Schuld im Paradies: Josef Haslinger berichtet in „Phi Phi Island“ vom Leben nach dem thailändischen Tsunami

Warum muss dieses Buch in Kleinschrift geschrieben sein, fragt man sich gleich. Hat der Autor und Literaturprofessor Josef Haslinger („Opernball“) auf einmal einen späten, sprachrevolutionären Furor entwickelt? Oder soll auf etwas direkte Weise das Außergewöhnliche von Text und Thema angezeigt werden? Also die schriftstellerische Verarbeitung der zufälligen Tatsache, dass Haslinger, seine Frau, seine Tochter und sein Sohn unter den Überlebenden des Tsunamis waren, der am zweiten Weihnachtstag 2004 unter anderem Phi Phi Island verwüstete, wo die Haslingers Urlaub machten?

Man muss eine ganze Weile in diesem „Bericht“ lesen, um Aufklärung zu erhalten. Erst auf Seite 166, als man sich längst an die Kleinschreibung gewöhnt hat, wird klar, dass sie nicht nur als Symbol mit dem Tsunami zu tun hat. Der kleine Finger der linken Hand, der bislang die Umschalttaste auf Haslingers Schreibapparat bediente, ist während der Flucht vor der „Wasserwalze“ an der Sehne schwer verletzt und unbrauchbar geblieben. Eine winzige Sache, gewiss, im Vergleich mit all dem, was damals geschehen ist. Das weiß auch Haslinger. Und doch: Für einen Schriftsteller garantiert sie die täglich neue Erinnerung.

Gleich am Anfang des Buchs stellt sich Haslinger aber auch der Frage, ob er dieses Buch nicht doch besser gelassen hätte: „du hast überlebt, und du hast keine Angehörigen verloren. warum nicht einfach froh sein und schweigen?“ Haslinger schreibt, er habe sich all die in diesem Zusammenhang stehenden ästhetisch-moralischen Fragen wieder und wieder gestellt, aber immer, wenn er sich zum Nichtschreiben entschlossen habe, sei wieder das Bedürfnis danach aufgetreten, habe sich zwischen ihn und alle anderen Schreibprojekte geschoben, und er habe gemerkt, anders geht es nicht.

Und warum auch: Ein „Themenverzicht“ hätte auch etwas Künstliches, beinahe Komisches gehabt.
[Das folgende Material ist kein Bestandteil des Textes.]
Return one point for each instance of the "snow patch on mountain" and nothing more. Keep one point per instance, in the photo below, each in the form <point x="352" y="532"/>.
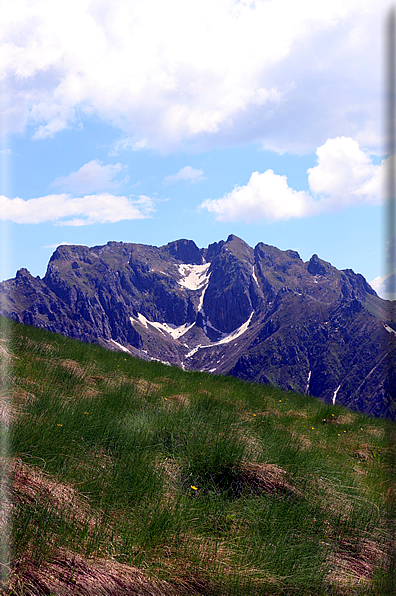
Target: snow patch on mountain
<point x="120" y="346"/>
<point x="195" y="277"/>
<point x="172" y="330"/>
<point x="226" y="339"/>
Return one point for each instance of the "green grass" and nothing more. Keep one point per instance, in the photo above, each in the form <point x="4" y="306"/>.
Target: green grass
<point x="211" y="484"/>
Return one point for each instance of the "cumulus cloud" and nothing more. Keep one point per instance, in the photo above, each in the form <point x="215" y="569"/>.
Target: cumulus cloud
<point x="91" y="177"/>
<point x="211" y="71"/>
<point x="266" y="196"/>
<point x="344" y="176"/>
<point x="59" y="244"/>
<point x="63" y="209"/>
<point x="385" y="286"/>
<point x="186" y="174"/>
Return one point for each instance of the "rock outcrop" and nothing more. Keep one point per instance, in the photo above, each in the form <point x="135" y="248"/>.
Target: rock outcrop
<point x="260" y="314"/>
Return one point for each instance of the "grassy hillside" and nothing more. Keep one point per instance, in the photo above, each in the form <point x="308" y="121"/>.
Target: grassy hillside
<point x="128" y="477"/>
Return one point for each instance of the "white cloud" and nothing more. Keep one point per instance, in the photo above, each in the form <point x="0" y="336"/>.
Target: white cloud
<point x="187" y="174"/>
<point x="344" y="176"/>
<point x="60" y="244"/>
<point x="91" y="177"/>
<point x="266" y="196"/>
<point x="385" y="286"/>
<point x="63" y="209"/>
<point x="210" y="71"/>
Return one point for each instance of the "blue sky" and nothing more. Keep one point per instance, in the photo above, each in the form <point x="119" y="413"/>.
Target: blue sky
<point x="148" y="121"/>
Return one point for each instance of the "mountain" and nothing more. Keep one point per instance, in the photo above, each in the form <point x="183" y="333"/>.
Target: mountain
<point x="260" y="314"/>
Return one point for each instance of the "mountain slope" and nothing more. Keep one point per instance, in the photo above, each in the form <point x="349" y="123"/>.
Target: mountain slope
<point x="259" y="314"/>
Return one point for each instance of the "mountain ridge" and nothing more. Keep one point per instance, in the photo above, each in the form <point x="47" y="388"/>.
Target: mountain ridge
<point x="260" y="314"/>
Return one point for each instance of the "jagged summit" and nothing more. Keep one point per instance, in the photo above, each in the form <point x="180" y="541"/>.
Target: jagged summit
<point x="260" y="313"/>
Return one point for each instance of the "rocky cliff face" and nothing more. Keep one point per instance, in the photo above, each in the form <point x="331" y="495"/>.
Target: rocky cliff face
<point x="260" y="314"/>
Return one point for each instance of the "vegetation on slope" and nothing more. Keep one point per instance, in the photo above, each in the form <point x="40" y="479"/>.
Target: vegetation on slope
<point x="139" y="478"/>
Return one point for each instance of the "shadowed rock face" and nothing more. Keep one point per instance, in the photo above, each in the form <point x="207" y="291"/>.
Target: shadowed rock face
<point x="260" y="314"/>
Immer wieder wird von Schriftstellern Aktualität, Auseinandersetzung mit der Realität, der Politik, der Arbeitswelt gefordert. Man müsse erst aufstehen und leben, um schreiben zu können, heißt es. Und wenn es denn einmal geschieht, dass einer mittendrin ist, dass er beinahe stirbt, dann soll er davon nichts erzählen dürfen? Es kommt auch in diesem Fall eher darauf an, wie man etwas macht.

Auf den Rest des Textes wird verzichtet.